Auch im Erwachsenenalter können übergroße Gaumenmandeln zu Schnarchen und Atempausen nachts führen. Daher hat die Mandelentfernung nicht nur beim schnarchenden Kind, sondern auch beim Erwachsenen durchaus Ihren Stellenwert in der Behandlung des Schnarchens.

In extremen Fällen kann eine sog. Multilevel Therapie, also die operative Behandlung in mehreren Etagen notwendig sein um den Problemenkreis Schlafbezogene Atemstörungen für den Patienten ausreichend behandeln zu können.

Folgen der nicht behandelten SBAS:

Die Folgen eines unbehandelten Schlafapnoesyndromes können auf lange Sicht gesehen sehr schwerwiegend sein. Während bei männlichen unbehandelten OSAS Patienten als Folgeerkrankungen vermehrt Herzprobleme wie Bluthochdruck, die Neigung zu Herzinfarkten sowie Schlaganfälle auftreten können sind bei weiblichen Betroffen vermehrt das Auftreten von Depressionen zu verzeichnen. Erkrankungen wie Sodbrennen, Innenohrsymptome wie Tinnitus und plötzliche Hörminderungen sowie Migräneanfälle sollen beide Geschlechter gleichermaßen betreffen.

Das Auftreten von Diabetes wird in letzter Zeit zunehmend in Zusammenhang mit dem obstruktiven Schlafapnoesyndrom gebracht. Der nächtliche Blutzucker ist dabei umso höher, je mehr Atempausen pro Stunde Schlaf auftreten. Nach einer entsprechenden Therapie sinken die morgendlichen Blutzucker-Werte wieder in den Normbereich.

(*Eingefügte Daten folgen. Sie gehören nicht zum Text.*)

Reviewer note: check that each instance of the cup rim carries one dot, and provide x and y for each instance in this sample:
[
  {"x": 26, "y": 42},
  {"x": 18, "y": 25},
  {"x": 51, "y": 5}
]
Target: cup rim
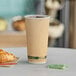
[{"x": 34, "y": 16}]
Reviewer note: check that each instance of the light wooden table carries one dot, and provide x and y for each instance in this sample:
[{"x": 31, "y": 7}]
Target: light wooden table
[{"x": 55, "y": 56}]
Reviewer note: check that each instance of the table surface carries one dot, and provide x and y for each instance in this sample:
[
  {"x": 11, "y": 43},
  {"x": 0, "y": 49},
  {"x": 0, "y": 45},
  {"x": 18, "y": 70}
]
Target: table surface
[{"x": 55, "y": 56}]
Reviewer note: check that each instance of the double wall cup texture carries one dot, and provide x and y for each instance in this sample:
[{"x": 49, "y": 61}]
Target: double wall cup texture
[{"x": 37, "y": 37}]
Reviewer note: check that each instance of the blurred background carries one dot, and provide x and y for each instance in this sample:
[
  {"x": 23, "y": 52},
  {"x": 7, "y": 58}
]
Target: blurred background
[{"x": 63, "y": 21}]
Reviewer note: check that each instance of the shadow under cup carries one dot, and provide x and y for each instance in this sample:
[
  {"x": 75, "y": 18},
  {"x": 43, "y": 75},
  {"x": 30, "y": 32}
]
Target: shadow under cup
[{"x": 37, "y": 37}]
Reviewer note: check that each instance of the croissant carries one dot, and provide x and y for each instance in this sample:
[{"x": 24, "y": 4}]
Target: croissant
[{"x": 6, "y": 57}]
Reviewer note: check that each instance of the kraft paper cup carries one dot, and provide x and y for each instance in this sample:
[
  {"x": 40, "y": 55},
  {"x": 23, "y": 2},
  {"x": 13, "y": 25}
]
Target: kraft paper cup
[{"x": 37, "y": 38}]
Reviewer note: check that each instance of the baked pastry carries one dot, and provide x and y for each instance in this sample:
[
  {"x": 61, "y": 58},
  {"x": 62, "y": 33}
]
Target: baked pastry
[
  {"x": 3, "y": 24},
  {"x": 6, "y": 57},
  {"x": 19, "y": 23}
]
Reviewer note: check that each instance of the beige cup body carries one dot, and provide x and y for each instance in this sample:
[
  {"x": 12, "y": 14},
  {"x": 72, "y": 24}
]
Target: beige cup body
[{"x": 37, "y": 39}]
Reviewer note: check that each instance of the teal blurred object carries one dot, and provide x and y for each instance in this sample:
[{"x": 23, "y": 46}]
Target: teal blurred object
[{"x": 10, "y": 8}]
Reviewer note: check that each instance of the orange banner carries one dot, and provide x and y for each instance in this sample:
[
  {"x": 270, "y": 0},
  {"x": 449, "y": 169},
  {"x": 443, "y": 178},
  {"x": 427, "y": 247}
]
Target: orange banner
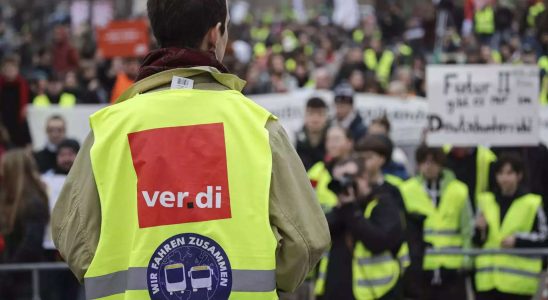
[{"x": 124, "y": 39}]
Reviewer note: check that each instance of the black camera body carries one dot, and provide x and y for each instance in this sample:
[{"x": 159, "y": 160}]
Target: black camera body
[{"x": 343, "y": 185}]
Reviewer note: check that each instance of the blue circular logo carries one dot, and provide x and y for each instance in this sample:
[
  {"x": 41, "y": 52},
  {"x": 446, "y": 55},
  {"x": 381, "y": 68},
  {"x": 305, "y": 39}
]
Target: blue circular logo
[{"x": 187, "y": 267}]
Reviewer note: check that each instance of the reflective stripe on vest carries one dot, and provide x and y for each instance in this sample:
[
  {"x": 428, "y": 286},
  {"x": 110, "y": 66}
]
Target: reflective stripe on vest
[
  {"x": 320, "y": 178},
  {"x": 443, "y": 223},
  {"x": 543, "y": 64},
  {"x": 372, "y": 275},
  {"x": 485, "y": 20},
  {"x": 508, "y": 273},
  {"x": 135, "y": 279},
  {"x": 382, "y": 67},
  {"x": 66, "y": 100},
  {"x": 483, "y": 163},
  {"x": 173, "y": 146},
  {"x": 393, "y": 180}
]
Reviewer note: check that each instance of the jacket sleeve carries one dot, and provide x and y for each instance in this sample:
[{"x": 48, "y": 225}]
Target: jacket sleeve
[
  {"x": 76, "y": 218},
  {"x": 295, "y": 215},
  {"x": 538, "y": 237},
  {"x": 479, "y": 237}
]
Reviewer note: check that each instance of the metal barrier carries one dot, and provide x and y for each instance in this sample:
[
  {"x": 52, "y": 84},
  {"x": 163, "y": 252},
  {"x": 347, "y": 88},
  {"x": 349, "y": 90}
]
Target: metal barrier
[{"x": 36, "y": 267}]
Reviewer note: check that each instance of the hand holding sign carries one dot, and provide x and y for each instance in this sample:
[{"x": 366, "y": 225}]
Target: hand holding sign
[{"x": 483, "y": 105}]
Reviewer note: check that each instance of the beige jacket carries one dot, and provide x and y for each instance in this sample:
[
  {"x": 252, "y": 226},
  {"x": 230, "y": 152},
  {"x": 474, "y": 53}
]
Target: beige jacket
[{"x": 295, "y": 215}]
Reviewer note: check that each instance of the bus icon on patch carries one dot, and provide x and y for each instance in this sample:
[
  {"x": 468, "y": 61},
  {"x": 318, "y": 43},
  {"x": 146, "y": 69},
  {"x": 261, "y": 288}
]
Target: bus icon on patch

Möglicherweise sind viele schwere Verkehrsunfälle auf eine unbehandelte Schlafapnoe zurückzuführen. Wie wir wissen leiden diese Patienten an Tagesmüdigkeit. Das kann zu plötzlichem Einschlafen beim Führen eines Kraftfahrzeuges führen und der Betroffene kommt dabei von der Straße ab. Aus diesem Grund werden mancherorts Früherkennungsuntersuchungen für Berufskraftfahrer und regelmäßige Nachuntersuchungen bei Vorliegen eines OSAS erfordert. In schweren Fällen müssen die Atemtherapiegeräte auch im Auto oder LKW mitgeführt und bei Standzeiten mittels Bordnetz betrieben werden. Die Wahrscheinlichkeit von Verkehrsunfällen ist bei Schlafapnoeikern bis zu 5-mal höher als bei anderen Verkehrsteilnehmern.

Die Schnarchhäufigkeit ist auch signifikant verknüpft mit erhöhten Blutspiegeln für Blutfette. Je mehr geschnarcht wurde, umso ungünstiger fielen die Werte aus.

Zusammenfassung:

Es ist dringend notwendig das Problem Schnarchen und Schlafapnoe wegen der oft damit verbundenen möglicherweise schwerwiegenden Begleit- und Folgeerkrankungen wie Herzinfarkt und Schlafanfall aus dem Schattendasein des Schlafzimmers in das Bewusstsein der betroffenen Patienten zu rücken und damit die Notwendigkeit einer entsprechenden Therapie klarzumachen.

Die Diagnostik und Behandlung der schlafbezogenen Atemstörungen gehört in die Hände von geschulten und erfahrenen Therapeuten, wobei die interdisziplinäre gute Zusammenarbeit in dem Dreieck zwischen Hausarzt, schlafmedizinisch tätigem konservativen Internisten und operativem HNO Arzt dem Patienten den meisten Benefit bringt. Um aöls Behandler jedoch tätig werden zu können, muss der betroffene Patient seine Problem erkennen und sich natürlich in die Behandlung eines erfahrenen Therapeuten begeben.